The Advanced Photon Source
a U.S. Department of Energy Office of Science User Facility

Scedasticity: Model free ranked data analysis

When developing models from measured data, it is important to understand the limitations of the experimental technique and to analyze the differences between fitted models and the experimental observations (residuals). To be able to separate data from noise, one must understand if the residuals vary randomly with time, are static, or are correlated with the experimental variable(s). In this latter case, these are the results that provide critical information on how the sample is responding to the experiment.

A package of two computation methods ‘Correlation’ and ‘Scedasticity’ extracts critical information on sample response from series of large ranked data sets. The methods used are based on correlation functions and statistical scedasticity formalism, and thus they are generally applicable to all types of spectra and diffractograms that evolve as a function of any arbitrary parameter. This allows large datasets that are accumulated via high throughput experiments to be analyzed straightforwardly, addressing a major challenge in parametric studies. The methods can be readily applied for on-the-fly data analysis during various in situ or operando experiments, providing immediate feedback on regions of interest for greater experimental consideration. Likewise, they may be used for mining significance during post-experiment data analysis, where considerable volumes of data prevents point-by-point inspection.
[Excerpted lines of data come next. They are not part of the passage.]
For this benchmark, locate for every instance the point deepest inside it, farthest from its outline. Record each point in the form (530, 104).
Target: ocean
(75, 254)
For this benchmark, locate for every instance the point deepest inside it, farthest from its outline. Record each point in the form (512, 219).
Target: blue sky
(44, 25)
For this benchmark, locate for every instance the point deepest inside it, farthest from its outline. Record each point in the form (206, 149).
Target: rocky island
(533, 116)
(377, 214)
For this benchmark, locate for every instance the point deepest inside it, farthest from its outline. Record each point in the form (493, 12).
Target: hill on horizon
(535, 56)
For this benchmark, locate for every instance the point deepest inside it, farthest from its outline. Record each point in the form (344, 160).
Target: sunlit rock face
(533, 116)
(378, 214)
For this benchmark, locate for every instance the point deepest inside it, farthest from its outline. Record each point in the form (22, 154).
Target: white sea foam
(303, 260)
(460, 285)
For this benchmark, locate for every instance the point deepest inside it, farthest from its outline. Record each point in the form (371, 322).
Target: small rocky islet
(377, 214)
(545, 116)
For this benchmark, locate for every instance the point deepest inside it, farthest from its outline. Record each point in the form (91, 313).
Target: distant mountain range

The main motivation to developing those analysis pre-modelling methods was to understand the reactivity pathway and formation mechanism of a Li-ion battery cathode material during high temperature synthesis using in situ high energy X-ray diffraction (see figure above). In this example, Pearson's correlation function (shown to right) can easily unravel all major phase transition and, more importantly, the minor structural changes which cannot be revealed by a visual inspection of the series of diffraction patterns.

Furthermore, a two-dimensional (2D) reactivity pattern calculated as the scedasticity along all measured reciprocal space of all successive diffraction pattern pairs unveils clearly the structural evolution path and the active areas of interest during the synthesis (see figures below).

 

 

 

 

 

 

 

 

 
Distribution & Impact

This software is written in Python and will run on any platform where Python 2.7 and the wxPython, numpy and matplotlib packages are also available and installed. This includes Windows, Linux, Mac OS X and some less common environments.

 

Funding Source

Development was funded by U.S. Department of Energy, Vehicle Technologies Office as well as operational funding from the APS, contract DE-AC02-06CH11357

 

Please cite

Please cite:  Bachir Aoun, Cun Yu, Longlong Fan, Zonghai Chen, Khalil Amine, Yang Ren, “A generalized method for high throughput in-situ experiment data analysis: An example of battery materials exploration”; Journal of Power Sources 279 (2015) 246-251

 

Future Work

Develop the math and generalize the code to look for correlation directly from 2D and 3D images.